OGH 3Ob455/48

OGH3Ob455/4829.12.1948

SZ 21/170

Normen

ABGB §1330
HGB §105
HGB §124
ABGB §1330
HGB §105
HGB §124

 

Spruch:

Die Gesellschafter einer offenen Handelsgesellschaft sind zur Klage wegen Widerrufes von den Kredit, den Erwerb oder das Fortkommen der Gesellschaft gefährdenden Äußerungen über die Gesellschaft im eigenen Namen legitimiert.

Entscheidung vom 29. Dezember 1948, 3 Ob 455/48.

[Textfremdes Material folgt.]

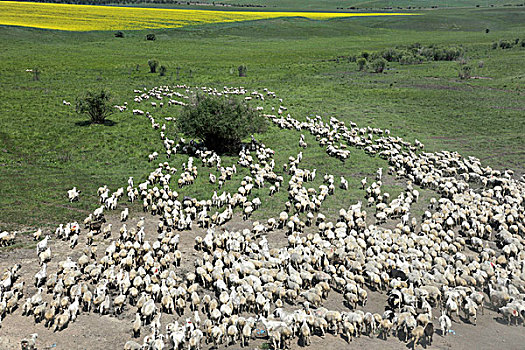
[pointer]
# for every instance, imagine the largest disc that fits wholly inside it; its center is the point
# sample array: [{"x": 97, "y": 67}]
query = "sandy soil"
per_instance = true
[{"x": 92, "y": 331}]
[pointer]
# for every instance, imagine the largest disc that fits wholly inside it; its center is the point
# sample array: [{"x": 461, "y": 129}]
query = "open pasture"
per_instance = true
[
  {"x": 451, "y": 222},
  {"x": 88, "y": 18}
]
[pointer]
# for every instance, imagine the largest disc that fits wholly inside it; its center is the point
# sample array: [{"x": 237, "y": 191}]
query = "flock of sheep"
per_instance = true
[{"x": 464, "y": 252}]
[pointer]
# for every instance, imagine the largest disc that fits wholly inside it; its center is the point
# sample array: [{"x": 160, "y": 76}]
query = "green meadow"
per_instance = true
[{"x": 46, "y": 148}]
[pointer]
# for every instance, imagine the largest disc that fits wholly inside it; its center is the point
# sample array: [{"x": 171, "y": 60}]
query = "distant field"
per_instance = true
[
  {"x": 299, "y": 5},
  {"x": 86, "y": 18},
  {"x": 45, "y": 149}
]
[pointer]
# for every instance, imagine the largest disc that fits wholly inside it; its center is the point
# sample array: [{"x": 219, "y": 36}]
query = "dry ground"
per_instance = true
[{"x": 92, "y": 331}]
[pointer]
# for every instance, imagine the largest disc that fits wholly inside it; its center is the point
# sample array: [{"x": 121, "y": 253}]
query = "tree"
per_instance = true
[
  {"x": 221, "y": 122},
  {"x": 153, "y": 64},
  {"x": 97, "y": 105},
  {"x": 242, "y": 70},
  {"x": 465, "y": 71},
  {"x": 361, "y": 63},
  {"x": 378, "y": 65}
]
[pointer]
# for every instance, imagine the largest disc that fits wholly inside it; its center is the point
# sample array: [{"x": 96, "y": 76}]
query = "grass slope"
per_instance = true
[{"x": 45, "y": 149}]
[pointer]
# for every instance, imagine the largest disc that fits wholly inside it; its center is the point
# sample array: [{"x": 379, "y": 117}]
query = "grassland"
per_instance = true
[
  {"x": 88, "y": 18},
  {"x": 45, "y": 148}
]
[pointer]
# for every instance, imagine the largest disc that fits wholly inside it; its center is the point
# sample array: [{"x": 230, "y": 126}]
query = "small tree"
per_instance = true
[
  {"x": 242, "y": 70},
  {"x": 97, "y": 105},
  {"x": 465, "y": 71},
  {"x": 153, "y": 64},
  {"x": 361, "y": 63},
  {"x": 36, "y": 74},
  {"x": 221, "y": 122},
  {"x": 378, "y": 65}
]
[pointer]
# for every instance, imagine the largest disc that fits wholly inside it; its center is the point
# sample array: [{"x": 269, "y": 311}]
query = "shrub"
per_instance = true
[
  {"x": 361, "y": 63},
  {"x": 505, "y": 44},
  {"x": 407, "y": 59},
  {"x": 378, "y": 65},
  {"x": 221, "y": 122},
  {"x": 464, "y": 71},
  {"x": 97, "y": 105},
  {"x": 36, "y": 74},
  {"x": 153, "y": 64},
  {"x": 242, "y": 70}
]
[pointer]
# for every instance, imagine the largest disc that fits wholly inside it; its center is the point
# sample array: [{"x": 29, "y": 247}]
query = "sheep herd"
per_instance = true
[{"x": 465, "y": 252}]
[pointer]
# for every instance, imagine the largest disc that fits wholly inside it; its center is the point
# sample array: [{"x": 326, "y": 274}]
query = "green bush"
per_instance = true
[
  {"x": 153, "y": 64},
  {"x": 505, "y": 44},
  {"x": 221, "y": 122},
  {"x": 465, "y": 71},
  {"x": 378, "y": 65},
  {"x": 97, "y": 105},
  {"x": 361, "y": 63},
  {"x": 242, "y": 70}
]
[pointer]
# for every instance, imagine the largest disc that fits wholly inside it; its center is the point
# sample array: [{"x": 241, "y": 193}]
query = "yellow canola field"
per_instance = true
[{"x": 87, "y": 17}]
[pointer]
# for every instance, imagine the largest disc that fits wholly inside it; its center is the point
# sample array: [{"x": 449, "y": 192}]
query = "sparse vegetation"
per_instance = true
[
  {"x": 153, "y": 64},
  {"x": 361, "y": 63},
  {"x": 95, "y": 104},
  {"x": 378, "y": 65}
]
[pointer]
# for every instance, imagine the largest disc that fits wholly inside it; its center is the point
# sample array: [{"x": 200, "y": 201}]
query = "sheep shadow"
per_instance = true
[{"x": 107, "y": 122}]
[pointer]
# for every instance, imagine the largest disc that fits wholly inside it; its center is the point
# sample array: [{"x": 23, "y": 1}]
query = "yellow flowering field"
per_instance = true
[{"x": 85, "y": 17}]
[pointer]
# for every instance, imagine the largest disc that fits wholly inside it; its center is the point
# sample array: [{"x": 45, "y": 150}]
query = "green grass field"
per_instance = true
[{"x": 45, "y": 149}]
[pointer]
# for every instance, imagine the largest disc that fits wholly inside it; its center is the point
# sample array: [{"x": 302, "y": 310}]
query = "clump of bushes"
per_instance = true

I. Instanz: Landesgericht für Zivilrechtssachen Wien; II. Instanz:

Oberlandesgericht Wien.

Text

Die Kläger, die die alleinigen Gesellschafter der offenen Handelsgesellschaft X. sind, begehren gemäß § 1330, Abs. 2 ABGB. die Verurteilung des Beklagten zum Widerrufe der Behauptung, die Firma X. sei durch die Nazi groß geworden, sie hätte ihre derzeitigen Betriebsräume nur durch ihre nazistischen Verbindungen erhalten, der Betrieb sei derzeit überhaupt nicht beschäftigt, und zur Abgabe einer Erklärung, daß er in Hinkunft jede Äußerung in diesem Sinne unterlassen werde.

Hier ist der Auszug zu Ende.